A mídia tem mantido reiteradamente uma unanimidade
burra, como diria Nelson Rodrigues no incensamento ao CNJ, de maneira acrítica.
Os repórteres na vã expectativa de ganhar notoriedade nas páginas dos grandes
jornais, não deixam de abrir espaço para uma juíza que, como entendemos, perdeu
completamente a imparcialidade, e parece se acreditar a nova Torquemada do
século XXI. A justiceira, figura comum na cultura que insiste em se impor no
Brasil, como a forma correta de corrigir desmandos e irregularidades.

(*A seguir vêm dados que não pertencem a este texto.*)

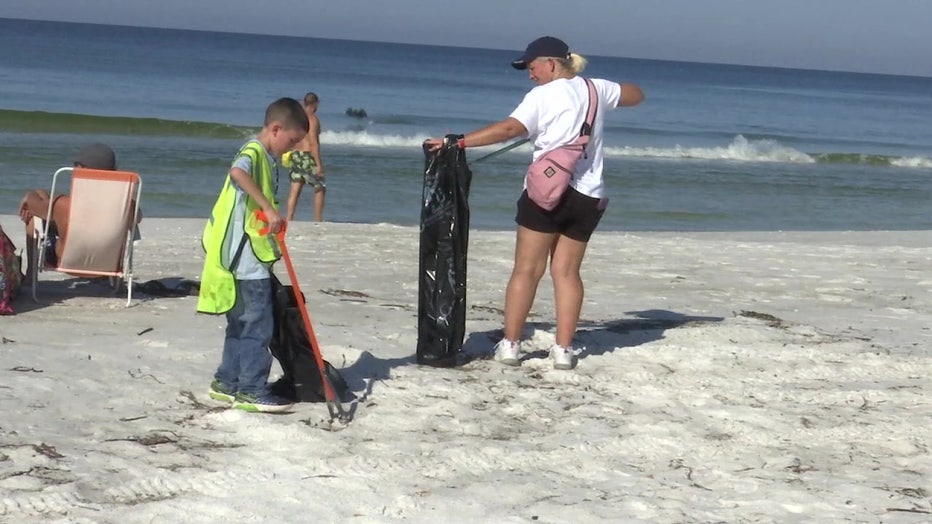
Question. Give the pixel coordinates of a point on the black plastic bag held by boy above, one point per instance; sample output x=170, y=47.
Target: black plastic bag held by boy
x=291, y=346
x=441, y=312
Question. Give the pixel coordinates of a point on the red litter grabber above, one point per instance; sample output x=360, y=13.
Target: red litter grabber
x=333, y=403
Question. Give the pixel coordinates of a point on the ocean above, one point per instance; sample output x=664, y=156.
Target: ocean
x=713, y=147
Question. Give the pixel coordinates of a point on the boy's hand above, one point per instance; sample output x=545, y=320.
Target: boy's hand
x=274, y=220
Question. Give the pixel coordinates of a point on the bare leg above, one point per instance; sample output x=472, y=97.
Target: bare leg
x=531, y=251
x=319, y=194
x=567, y=286
x=36, y=204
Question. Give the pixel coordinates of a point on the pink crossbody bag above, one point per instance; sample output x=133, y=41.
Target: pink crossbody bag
x=550, y=175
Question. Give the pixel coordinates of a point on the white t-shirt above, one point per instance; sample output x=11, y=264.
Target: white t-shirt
x=553, y=114
x=249, y=267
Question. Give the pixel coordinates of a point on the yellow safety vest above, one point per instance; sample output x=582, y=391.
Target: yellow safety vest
x=218, y=283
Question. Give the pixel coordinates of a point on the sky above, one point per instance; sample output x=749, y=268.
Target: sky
x=847, y=35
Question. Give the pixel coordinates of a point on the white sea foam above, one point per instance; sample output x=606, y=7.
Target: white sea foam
x=915, y=161
x=740, y=149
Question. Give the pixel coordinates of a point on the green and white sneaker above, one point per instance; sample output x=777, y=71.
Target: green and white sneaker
x=264, y=404
x=221, y=393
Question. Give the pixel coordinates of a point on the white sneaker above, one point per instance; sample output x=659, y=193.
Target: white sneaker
x=562, y=357
x=507, y=352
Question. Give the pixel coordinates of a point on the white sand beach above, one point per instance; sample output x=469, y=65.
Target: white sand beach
x=723, y=377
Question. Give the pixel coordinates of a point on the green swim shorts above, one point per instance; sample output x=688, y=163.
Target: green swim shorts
x=303, y=168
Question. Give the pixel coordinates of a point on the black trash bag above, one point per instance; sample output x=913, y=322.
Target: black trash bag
x=443, y=241
x=291, y=346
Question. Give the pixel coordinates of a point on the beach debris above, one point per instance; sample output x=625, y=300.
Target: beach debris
x=771, y=320
x=25, y=369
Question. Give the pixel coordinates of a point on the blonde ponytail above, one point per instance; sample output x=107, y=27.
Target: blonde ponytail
x=577, y=63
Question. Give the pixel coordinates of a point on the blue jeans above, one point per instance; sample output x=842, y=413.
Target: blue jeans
x=246, y=360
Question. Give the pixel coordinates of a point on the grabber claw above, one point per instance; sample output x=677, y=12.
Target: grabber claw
x=334, y=405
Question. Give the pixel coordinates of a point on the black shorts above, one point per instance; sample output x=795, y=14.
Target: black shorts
x=576, y=216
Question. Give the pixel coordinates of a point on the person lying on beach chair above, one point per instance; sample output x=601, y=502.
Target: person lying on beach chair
x=34, y=210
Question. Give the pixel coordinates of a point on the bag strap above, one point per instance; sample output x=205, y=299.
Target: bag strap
x=586, y=129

No pensamento do justiceiro temos uma premissa: “A Lei,
ora a Lei, ela é incapaz de resolver os problemas porque feita pelas elites
para as elites”, como consequência, não há que guardar silêncio e respeito pela
função pública que desempenha, ou pela dignidade de um dos tribunais mais
importantes do país.
Temos de ser ativos, e daí, entendemos que a corregedora
age com intenso ativismo judicial, quando ocupa um mero cargo administrativo
que deveria, em princípio, apurar se há ou não irregularidades na atuação de
magistrados.
Crer, ingenuamente, na neutralidade da exposição
midiática e dos discursos inflamados e explosivos da corregedora do CNJ é
desconhecer, ou fazer-se de ouvidos moucos, à verdade que toda atuação é
política, que a sua própria função é política.
A exposição a que estão sendo submetidos os juízes do TJ
de São Paulo é indigna da tradição jurídica brasileira, é desserviço ao povo
brasileiro, é a negação da imparcialidade, da dignidade da Justiça.
Um corregedor é, antes de tudo, o trabalhador silencioso
que busca a verdade, é o igual, imparcial, que busca resgatar a dignidade
maculada pela atuação venal, pela atuação que possa trazer descrédito ao Poder
a que servem os juízes. Não é um âncora de programa de auditório, não fala para
as câmeras, não busca notoriedade em frases feitas e fáceis, não divulga a natureza,
o tempo e a profundidade de seus trabalhos, porque são trabalhos que não buscam
notoriedade, são trabalhos que buscam a preservação e o resgate da dignidade da
judicatura.
Como leciona Márcio Puggina: “ Nenhum
cientista político, com um mínimo
de seriedade, ousaria afirmar que os membros do Poder Judiciário são
apolíticos. Isto soaria tão absurdo quanto a ciência afirmar que os religiosos,
aos quais se impõe o dever da castidade, são assexuados.”
Assim, sabendo que o Judiciário não é apolítico, que a
corregedora do CNJ ao expor a magistratura, busca a construção de um espaço
midiático e político de incensamento pessoal, pergunta-se: o que faz com que os
jornais brasileiros tenham se tornado os puxadores de palmas do programa de
auditório, protagonizado por quem deveria ser, por princípio e por obrigação, a
mais discreta das autoridades?
O ataque ao Estado Democrático de Direito começa por
boas intenções e sempre termina do mesmo jeito: sob o salto das botas dos que,
por não terem canetas amparadas pela lei, têm as armas para impor o arbítrio.
Quem viveu, já viu! Quem viver, verá!